During the Younger Dryas, a cooler period occurring from around 12,900 years ago (following the Bølling-Allerød) until around 11,500 years ago, the northern hemisphere cooled, with temperatures dropping 2˚C to 10˚C in various regions (Cronin).  (Keep in mind, a 1˚C change is a 1.8˚F change, so 2˚C to 10˚C equates to 3.6˚F to 18˚F.)  The Younger Dryas then ended abruptly, with temperatures in Greenland likely jumping 5˚C to 10˚C in a century, possibly as much as 10˚C in a decade.

How could this be?  How could Earth be gaining and losing so much heat over such short periods of time?  How could there be significant cooling within a general warming trend?  The answer, most likely, is that these big swings were more a matter of the distribution of heat around the globe than a matter of more (or less) total heat being added to the climate system.

Over long periods of time the amount of energy entering our planet’s climate system varies, primarily as a result of changes in Earth’s tilt (our planet “wobbles” a bit) and the shape of its orbit (which becomes more or less elliptical at times).  Orbital climate theory explains how these factors gradually increase or decrease the amount of the sun’s energy entering the climate system.  But these changes occur gradually – over periods of tens or hundreds of thousands of years.  Other climate mechanisms explain how those very gradual changes can result in major climatic shifts over much shorter time periods.  And usually some sort of tipping point provides the explanation.

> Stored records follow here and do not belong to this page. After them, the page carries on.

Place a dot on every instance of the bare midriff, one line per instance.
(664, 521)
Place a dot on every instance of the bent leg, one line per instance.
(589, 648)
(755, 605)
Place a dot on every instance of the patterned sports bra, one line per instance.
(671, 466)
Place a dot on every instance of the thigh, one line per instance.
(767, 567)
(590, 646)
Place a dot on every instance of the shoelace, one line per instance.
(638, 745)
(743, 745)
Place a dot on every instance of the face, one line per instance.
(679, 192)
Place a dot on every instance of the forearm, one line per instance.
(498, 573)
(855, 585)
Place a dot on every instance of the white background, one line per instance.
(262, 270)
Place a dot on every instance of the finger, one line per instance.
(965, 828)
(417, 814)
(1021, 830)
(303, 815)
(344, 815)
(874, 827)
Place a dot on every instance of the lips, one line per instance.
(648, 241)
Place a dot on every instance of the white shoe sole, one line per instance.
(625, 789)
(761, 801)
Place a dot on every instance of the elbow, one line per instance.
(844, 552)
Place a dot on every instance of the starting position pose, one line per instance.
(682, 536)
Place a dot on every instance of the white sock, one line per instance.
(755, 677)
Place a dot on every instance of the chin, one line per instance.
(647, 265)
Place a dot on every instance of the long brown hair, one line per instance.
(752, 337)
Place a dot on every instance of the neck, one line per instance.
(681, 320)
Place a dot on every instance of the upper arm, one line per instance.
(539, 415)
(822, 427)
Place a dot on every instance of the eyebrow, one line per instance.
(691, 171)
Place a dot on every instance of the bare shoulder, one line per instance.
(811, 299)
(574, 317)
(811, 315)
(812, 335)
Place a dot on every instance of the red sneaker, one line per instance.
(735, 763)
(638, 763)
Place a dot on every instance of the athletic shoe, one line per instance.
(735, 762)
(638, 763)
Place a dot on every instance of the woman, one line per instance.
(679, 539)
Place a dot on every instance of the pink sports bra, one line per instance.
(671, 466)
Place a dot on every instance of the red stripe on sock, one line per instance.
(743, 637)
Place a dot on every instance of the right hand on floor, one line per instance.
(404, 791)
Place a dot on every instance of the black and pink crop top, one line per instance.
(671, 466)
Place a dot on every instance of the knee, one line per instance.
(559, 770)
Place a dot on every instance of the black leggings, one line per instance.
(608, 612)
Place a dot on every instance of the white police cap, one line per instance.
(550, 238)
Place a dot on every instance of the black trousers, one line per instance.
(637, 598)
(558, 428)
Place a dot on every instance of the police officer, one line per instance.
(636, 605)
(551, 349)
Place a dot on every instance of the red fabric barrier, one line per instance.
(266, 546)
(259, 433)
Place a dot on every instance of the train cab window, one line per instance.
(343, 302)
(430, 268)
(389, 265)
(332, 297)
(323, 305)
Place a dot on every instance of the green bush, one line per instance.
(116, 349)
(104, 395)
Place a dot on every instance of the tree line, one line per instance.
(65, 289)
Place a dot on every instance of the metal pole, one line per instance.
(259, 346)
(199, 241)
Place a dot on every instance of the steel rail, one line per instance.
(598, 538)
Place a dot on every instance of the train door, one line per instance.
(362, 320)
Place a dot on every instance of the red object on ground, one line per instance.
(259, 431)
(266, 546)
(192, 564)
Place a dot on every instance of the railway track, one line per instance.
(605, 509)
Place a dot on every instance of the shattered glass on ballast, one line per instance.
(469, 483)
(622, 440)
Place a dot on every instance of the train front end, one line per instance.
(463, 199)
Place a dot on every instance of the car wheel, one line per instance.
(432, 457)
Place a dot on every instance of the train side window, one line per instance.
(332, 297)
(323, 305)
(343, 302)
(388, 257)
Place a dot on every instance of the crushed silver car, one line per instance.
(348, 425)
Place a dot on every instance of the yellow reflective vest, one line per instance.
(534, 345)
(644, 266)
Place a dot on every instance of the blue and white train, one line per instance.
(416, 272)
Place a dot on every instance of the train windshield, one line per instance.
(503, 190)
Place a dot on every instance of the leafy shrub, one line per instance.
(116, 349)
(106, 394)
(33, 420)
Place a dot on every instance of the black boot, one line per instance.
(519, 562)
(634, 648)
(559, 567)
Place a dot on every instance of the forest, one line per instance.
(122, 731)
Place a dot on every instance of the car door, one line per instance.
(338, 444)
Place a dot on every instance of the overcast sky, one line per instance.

In the case of the Younger Dryas, the cool down was likely triggered when the melt water from retreating North American glaciers began flowing into the North Atlantic, instead of draining through the Mississippi to the Gulf of Mexico (Cronin).  Fresh water is less dense than salt water and as this fresh water mixed into the North Atlantic, the ocean’s surface water became less dense.  That changed things.

To simplify, winds drive surface water from the tropics north in the North Atlantic.  This warm water radiates heat (bringing some warmth to Europe) and then, as it cools, it becomes denser and sinks.  This colder water flows back south along the bottom of the ocean.  (A quick Google search of “ocean conveyor belt” or “thermohaline circulation” will turn up explanatory graphics and some good reading.)

Thus, as the water became less dense (due to the fresh water from the retreating glaciers), the sinking slowed.  The ocean’s overall circulation slowed.  The transfer of heat from south to north slowed.  And the northern hemisphere got colder, for around 600 years or so, illustrating how a gradual warming of the climate can translate into an abrupt regional cooling.

I am not suggesting that a few cold winters amount to the beginning of a climate reversal.  Let’s leave it to real climate scientists to sort such things out.  But climate reversals offer us a valuable perspective on understanding regional cold weather amid a global warming trend and they help us to better understand the inherent instability of Earth’s climate system.